Le 5 juin 2018, lors d'une manifestation contre le projet de cenbtrale à charbon à Lamu, un site classé à l'Unesco sur la côte kényanne. © Ben Curtis/AP/SIPA

La justice kényane a décidé de bloquer un projet contesté de construction d’une centrale de production électrique à charbon, à Lamu, un site classé au patrimoine mondial de l’Unesco.

La centrale, presque intégralement financée par la Chine et soutenue par les autorités nationales, doit devenir la plus importante d’Afrique de l’Est. Mais le projet a provoqué une farouche résistance de la part des défenseurs de l’environnement et des communautés locales, qui ont remporté une victoire devant les tribunaux, mercredi 26 juin.

Le Tribunal national de l’Environnement du Kenya, saisi par les associations qui dénoncent la licence accordée à la co-entreprise Amu Power atranché. Le juge Mohammed Balala, estimant que les consultations publiques, notamment auprès des communautés locales, n’avaient pas été menées adéquatement a infirmé la première décision de justice qui avait validé la licence accordée à Amu Power.
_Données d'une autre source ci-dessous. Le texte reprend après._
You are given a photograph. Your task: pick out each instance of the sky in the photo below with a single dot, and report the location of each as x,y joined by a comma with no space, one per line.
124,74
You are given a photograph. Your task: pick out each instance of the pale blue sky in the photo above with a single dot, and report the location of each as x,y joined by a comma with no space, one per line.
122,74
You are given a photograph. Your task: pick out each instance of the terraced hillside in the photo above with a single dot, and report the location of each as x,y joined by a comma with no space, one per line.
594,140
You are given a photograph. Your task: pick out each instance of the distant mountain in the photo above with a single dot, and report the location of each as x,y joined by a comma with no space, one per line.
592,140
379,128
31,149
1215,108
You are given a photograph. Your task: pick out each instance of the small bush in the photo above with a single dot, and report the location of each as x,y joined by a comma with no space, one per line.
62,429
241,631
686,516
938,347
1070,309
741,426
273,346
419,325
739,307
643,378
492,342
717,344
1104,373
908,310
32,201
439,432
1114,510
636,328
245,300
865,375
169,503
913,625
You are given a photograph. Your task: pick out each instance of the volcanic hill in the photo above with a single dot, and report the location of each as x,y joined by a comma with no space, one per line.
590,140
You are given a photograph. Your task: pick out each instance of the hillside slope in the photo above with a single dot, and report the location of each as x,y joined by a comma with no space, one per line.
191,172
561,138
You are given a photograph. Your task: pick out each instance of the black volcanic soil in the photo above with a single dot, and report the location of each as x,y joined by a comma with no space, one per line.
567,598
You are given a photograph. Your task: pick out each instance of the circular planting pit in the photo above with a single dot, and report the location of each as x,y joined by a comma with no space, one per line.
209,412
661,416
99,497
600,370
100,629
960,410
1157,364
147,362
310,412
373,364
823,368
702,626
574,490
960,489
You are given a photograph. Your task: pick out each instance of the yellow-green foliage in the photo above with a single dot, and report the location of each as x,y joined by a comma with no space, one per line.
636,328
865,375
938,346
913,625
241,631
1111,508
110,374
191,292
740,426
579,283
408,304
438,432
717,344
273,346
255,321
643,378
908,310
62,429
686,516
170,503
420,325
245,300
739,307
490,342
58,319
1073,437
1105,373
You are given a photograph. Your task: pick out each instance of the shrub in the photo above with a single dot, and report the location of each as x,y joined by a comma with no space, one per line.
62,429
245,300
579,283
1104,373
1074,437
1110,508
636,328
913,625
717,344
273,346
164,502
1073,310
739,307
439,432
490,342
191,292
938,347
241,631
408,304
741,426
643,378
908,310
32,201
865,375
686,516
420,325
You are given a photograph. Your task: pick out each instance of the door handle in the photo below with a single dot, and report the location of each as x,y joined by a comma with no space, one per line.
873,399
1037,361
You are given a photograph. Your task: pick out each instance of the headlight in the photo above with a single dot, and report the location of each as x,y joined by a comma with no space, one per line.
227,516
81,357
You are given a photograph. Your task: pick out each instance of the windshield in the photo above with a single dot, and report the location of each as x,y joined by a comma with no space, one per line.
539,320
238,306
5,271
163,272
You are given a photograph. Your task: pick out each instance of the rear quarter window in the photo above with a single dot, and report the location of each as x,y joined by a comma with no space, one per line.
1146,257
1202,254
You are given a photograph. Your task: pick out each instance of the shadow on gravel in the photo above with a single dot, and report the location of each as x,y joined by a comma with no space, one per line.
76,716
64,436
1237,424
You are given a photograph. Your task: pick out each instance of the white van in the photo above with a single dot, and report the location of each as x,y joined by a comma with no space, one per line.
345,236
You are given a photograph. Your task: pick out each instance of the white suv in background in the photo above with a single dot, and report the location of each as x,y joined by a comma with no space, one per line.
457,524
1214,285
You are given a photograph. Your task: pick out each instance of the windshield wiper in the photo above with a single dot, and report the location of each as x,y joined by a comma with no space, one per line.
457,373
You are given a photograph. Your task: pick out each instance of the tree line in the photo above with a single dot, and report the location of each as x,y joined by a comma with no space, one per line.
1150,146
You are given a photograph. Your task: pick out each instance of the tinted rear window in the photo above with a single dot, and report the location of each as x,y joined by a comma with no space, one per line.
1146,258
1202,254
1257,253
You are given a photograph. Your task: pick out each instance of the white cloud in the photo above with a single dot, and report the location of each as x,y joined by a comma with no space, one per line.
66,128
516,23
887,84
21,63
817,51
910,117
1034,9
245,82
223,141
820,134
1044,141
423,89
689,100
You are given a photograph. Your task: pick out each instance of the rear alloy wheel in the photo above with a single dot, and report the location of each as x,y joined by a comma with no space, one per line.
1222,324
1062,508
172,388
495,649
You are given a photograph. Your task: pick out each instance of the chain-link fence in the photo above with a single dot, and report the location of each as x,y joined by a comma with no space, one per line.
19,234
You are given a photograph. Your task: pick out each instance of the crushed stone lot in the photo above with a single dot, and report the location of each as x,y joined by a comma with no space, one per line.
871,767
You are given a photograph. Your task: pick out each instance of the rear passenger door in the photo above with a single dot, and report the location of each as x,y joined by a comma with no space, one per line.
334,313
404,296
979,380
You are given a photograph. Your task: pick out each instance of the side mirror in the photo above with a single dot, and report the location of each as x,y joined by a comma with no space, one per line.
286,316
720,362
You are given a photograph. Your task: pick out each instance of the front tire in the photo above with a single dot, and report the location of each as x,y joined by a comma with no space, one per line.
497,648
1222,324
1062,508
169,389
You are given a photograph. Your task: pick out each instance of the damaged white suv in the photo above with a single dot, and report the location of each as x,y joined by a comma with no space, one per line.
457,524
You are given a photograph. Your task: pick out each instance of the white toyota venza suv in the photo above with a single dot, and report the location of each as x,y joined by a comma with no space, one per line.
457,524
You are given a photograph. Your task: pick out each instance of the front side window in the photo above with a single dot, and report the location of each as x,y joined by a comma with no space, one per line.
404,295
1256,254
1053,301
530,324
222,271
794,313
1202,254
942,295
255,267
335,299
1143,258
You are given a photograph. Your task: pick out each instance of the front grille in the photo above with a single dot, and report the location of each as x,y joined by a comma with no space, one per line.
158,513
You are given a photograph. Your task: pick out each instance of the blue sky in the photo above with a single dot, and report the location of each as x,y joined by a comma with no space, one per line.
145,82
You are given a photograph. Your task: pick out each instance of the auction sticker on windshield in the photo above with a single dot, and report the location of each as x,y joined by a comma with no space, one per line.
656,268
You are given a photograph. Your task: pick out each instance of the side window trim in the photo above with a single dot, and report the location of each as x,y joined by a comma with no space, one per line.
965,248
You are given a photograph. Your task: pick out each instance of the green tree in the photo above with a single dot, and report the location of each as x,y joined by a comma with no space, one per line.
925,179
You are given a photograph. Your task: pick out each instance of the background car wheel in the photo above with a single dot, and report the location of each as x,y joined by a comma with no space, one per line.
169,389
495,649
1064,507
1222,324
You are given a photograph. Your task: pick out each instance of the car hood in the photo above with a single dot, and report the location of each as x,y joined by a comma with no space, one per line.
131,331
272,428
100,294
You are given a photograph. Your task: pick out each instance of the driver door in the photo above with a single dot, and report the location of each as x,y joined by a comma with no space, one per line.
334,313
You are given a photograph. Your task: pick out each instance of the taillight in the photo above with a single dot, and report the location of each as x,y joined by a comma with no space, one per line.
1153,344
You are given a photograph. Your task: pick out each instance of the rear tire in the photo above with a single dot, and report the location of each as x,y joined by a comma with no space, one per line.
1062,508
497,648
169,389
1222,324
Le tribunal a par ailleurs réclamé une nouvelle étude d’impact sur l’environnement.

30 jours pour faire appel

La co-entreprise a désormais 30 jours pour interjeter appel de la décision, mais n’a pas encore indiqué ses intentions sur ce point. « Amu Power a pris note des préoccupations soulevées dans le jugement et a pour ambition de travailler avec toutes les parties prenantes afin que toutes les questions soient résolues », s’est contenté de déclarer Cyrus Kirima, directeur exécutif de la société.

C’est un grand jour pour les gens de Lamu, c’est un grand jour pour le Kenya

« C’est une grande victoire, c’est un grand jour pour les gens de Lamu, c’est un grand jour pour le Kenya, pour l’Afrique et pour le monde », s’est exclamé Mohamed Athman, membre de l’organisation Save Lamu.

« Enfin, les droits des habitants de Lamu et des Kényans ont été confirmés », s’est pour sa part réjoui Omar Elmawi, de l’organisation kényane DeCOALonize, qui milite contre l’énergie au charbon. « Nous maintenons qu’il n’y a pas de place au Kenya pour l’énergie au charbon, et que l’énergie renouvelable est le seul avenir possible », a-t-il ajouté.

L’Unesco a lui aussi affirmé son opposition au projet, alors que l’organisation a inscrit l’archipel de Lamu au patrimoine mondial et que des doutes ont été émis sur le coût de l’électricité, qui pourrait selon certains être jusqu’à 10 fois plus important que prévu en raison des prix du charbon et d’anticipations de production trop optimistes.

La décision rendue par la juge Balala représente donc une conquête importante pour les populations locales, mais s’inscrit également dans la ligne de la politique kényane en faveur des énergies renouvelables, et de son intégration à la Conférence de Copenhague en 2009.

Greenpeace assure en effet que la centrale à charbon va accroître la pollution de l’air et provoquer des pluies acides, tandis que les pompes utilisées pour son système de refroidissement auront un impact négatif sur la faune et les coraux. « Il y a de l’énergie au charbon propre de nos jours, c’est comme l’énergie nucléaire, la technologie a été améliorée », a répondu Charles Keter, ministre de kényan de l’Énergie.

Un projet soutenu par le gouvernement

Le gouvernement kényan assure que la construction de cette centrale –  d’une capacité de 981 mégawatts – est nécessaire à la croissance économique de cette partie du pays, et met en avant l’utilisation de telles centrales dans des pays très développés. La centrale fait partie d’un projet de développement beaucoup plus important qui prévoit la construction d’un port, d’axes routiers et d’un oléoduc destinés principalement à transporter le pétrole brut sud-soudanais et faciliter l’approvisionnement en marchandises de l’Éthiopie.

D’autres experts ont par ailleurs mis en garde contre les effets d’un projet aussi coûteux sur la dette kényane, déjà gonflée par la construction d’une ligne ferroviaire reliant la ville portuaire de Mombasa à la capitale Nairobi, également financée par la Chine. Le projet, baptisé Lapsset (acronyme anglais de Couloir de transport Ethiopie-Soudan du Sud-Port de Lamu) et destiné à développer le nord-est du pays et à désengorger le port de Mombasa plus au sud, est en cours de travaux. La construction d’un des quais du futur port est quasiment terminée.